The feedback signals available to an agent define the ceiling of what it can accomplish autonomously. If an agent can only see the text in the editor, it is limited to fixing syntax errors. If it can see the compiler output, it can detect type errors. But to solve complex integration problems, it needs access to the same rich diversity of signals that human engineers rely on.
“The feedback signals available to an agent define the ceiling of what it can accomplish autonomously… Without these signals, agents are prone to silent failures.”
Without these signals, agents are prone to silent failures. An agent might generate a SQL query that is syntactically correct and returns the correct data, but performs a full table scan, degrading production performance. Without access to an explain plan or execution metrics, the agent has no way of knowing that the code it wrote fails in production.
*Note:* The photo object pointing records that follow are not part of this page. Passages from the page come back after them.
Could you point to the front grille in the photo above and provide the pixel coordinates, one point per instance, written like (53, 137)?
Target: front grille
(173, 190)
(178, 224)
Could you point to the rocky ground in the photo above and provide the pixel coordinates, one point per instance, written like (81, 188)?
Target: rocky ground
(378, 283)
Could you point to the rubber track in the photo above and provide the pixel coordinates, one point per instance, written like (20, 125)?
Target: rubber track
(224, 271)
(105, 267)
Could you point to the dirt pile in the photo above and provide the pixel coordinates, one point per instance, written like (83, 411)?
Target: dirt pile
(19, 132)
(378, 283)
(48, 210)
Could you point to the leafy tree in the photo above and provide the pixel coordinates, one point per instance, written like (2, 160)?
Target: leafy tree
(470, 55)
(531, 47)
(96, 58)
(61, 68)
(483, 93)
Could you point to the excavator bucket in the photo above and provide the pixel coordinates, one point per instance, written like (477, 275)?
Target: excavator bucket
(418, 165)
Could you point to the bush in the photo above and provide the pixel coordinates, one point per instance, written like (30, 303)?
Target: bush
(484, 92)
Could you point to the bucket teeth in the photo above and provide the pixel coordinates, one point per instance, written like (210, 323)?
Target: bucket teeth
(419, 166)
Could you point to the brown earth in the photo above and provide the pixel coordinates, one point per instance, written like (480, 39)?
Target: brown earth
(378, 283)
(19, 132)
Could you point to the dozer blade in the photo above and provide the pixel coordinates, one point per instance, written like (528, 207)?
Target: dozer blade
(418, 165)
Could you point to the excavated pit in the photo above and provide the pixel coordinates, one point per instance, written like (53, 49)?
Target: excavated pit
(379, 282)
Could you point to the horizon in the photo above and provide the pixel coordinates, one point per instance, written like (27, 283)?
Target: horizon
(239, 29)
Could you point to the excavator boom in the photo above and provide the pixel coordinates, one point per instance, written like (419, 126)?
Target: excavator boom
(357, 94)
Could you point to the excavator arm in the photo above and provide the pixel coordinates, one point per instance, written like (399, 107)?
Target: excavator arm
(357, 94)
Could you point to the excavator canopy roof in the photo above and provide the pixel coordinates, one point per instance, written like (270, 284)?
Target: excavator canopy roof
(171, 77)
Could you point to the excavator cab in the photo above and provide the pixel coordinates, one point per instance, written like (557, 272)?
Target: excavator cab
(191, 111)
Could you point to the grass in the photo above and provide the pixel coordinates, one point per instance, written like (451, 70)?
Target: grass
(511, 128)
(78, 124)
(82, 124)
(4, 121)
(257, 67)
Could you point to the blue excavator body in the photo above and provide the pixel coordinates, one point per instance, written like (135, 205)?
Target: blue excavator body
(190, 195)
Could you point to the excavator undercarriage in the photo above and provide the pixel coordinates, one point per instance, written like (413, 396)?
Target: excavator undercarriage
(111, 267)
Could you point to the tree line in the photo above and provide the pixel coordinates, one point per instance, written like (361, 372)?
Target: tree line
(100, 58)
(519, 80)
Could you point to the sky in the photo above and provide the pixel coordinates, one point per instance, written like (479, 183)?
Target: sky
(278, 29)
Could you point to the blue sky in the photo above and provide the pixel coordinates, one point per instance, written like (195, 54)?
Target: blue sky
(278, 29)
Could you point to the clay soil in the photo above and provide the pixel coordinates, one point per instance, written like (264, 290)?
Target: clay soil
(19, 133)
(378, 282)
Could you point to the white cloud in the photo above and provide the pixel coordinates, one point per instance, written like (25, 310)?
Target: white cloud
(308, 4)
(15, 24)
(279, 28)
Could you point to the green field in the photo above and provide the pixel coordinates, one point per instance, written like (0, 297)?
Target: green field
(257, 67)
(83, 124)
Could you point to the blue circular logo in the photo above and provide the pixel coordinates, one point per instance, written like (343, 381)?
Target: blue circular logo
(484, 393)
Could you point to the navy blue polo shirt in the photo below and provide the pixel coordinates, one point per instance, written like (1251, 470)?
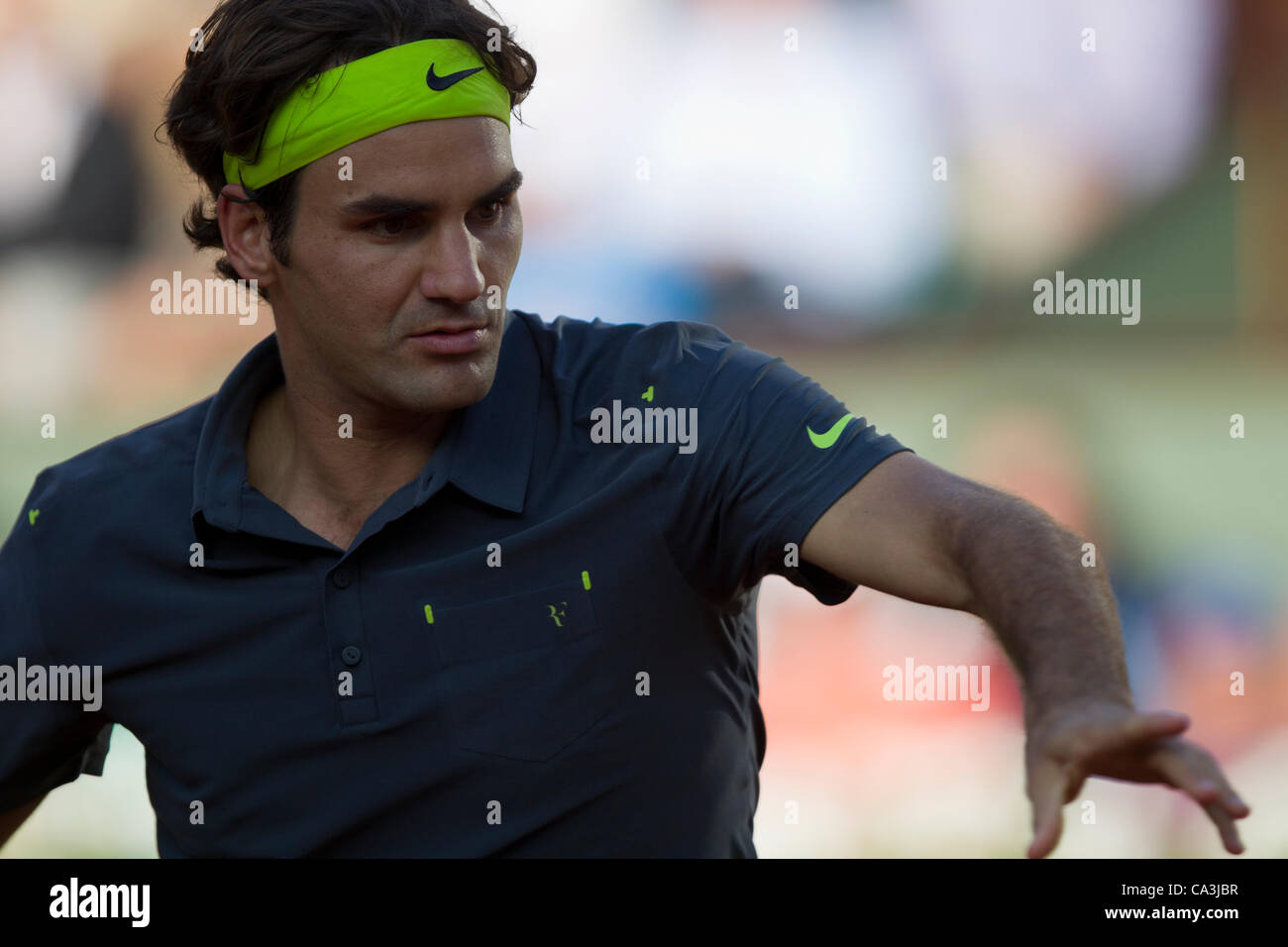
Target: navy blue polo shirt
(545, 644)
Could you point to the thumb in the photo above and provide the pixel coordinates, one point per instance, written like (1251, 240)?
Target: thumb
(1046, 791)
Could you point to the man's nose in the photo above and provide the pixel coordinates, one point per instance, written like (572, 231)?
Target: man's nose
(452, 265)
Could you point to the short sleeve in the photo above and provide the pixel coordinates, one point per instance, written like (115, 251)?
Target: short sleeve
(774, 453)
(43, 742)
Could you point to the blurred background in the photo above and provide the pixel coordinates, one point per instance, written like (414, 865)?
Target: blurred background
(911, 169)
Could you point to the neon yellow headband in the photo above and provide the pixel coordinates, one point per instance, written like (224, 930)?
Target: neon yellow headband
(428, 78)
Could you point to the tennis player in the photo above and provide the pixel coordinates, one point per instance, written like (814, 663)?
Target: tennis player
(433, 577)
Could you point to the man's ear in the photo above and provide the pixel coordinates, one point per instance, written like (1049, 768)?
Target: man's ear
(245, 232)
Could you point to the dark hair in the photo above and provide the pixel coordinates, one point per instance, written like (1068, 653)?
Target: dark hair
(254, 53)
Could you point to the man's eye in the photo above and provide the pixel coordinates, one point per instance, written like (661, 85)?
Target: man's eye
(387, 226)
(494, 210)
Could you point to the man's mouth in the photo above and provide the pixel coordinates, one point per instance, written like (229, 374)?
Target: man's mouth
(450, 341)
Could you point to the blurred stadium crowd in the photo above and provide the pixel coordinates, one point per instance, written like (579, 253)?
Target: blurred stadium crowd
(694, 158)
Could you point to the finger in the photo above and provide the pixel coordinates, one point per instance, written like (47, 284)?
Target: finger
(1047, 787)
(1193, 771)
(1138, 728)
(1227, 827)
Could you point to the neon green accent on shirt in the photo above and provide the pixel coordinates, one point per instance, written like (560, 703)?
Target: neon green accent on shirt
(828, 438)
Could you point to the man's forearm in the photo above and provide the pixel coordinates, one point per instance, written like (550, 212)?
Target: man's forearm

A hierarchy of feedback signals
To understand the impact of feedback signals on agents, it is worth mapping the hierarchy. Each level provides the agent with more context and raises the ceiling on their autonomy and, in turn, their productivity.
Syntax and type checking
This is the baseline. Any competent agent loop effectively eliminates syntax and type errors by iterating against compiler or linter output. However, these represent the shallowest class of bugs. A program can be syntactically perfect and type-safe while completely failing in production.
Unit tests
Agents that can run local unit tests can verify logic in isolation. This catches a significant volume of logical defects but misses the complexity of distributed systems. A unit test can confirm that a function correctly calculates a tax rate, but it cannot confirm that the tax service is reachable or that the authentication token is valid.
Integration and API ests
This is where the verification gap widens. To verify that a new or updated service correctly calls an upstream dependency, the agent needs access to a running environment where those services interact. Agents frequently hallucinate API payloads or invent endpoints without this context.
Observability data
Agents are rarely given access to traces and logs, yet these are critical tools for developers to debug complex failures. Giving an agent the ability to query logs or analyze a trace ID allows it to diagnose runtime behavior issues that static analysis will never catch.
Visual and end-to-end verification
Finally, visual and end-to-end verification is required to validate any changes that fully impact the frontend. A backend agent might deploy a schema change that passes all service-level tests but breaks the user interface because a component expects a different data format. By equipping agents with isolated previews and tools to drive a browser, they can confirm that their changes function end-to-end and close the loop.
What’s next
We have already crossed the threshold of model intelligence, enabling powerful engineering capabilities for agents. The limiting factor is now the richness of the feedback signals available to agents.
There is a strong case for treating agent feedback infrastructure as a first-class platform capability, much like CI/CD pipelines are treated now. This involves considering investments in standardized tool interfaces like MCP, structured outputs that make logs and errors easily consumable by machine, and ephemeral environment solutions that allow agents to spin up the isolated spaces they need to test and iterate in parallel against real dependencies.
Teams that build infrastructure to enable these feedback loops will see velocity compound as models improve. Those that do not will always have a ceiling on the productivity they can generate from coding agents.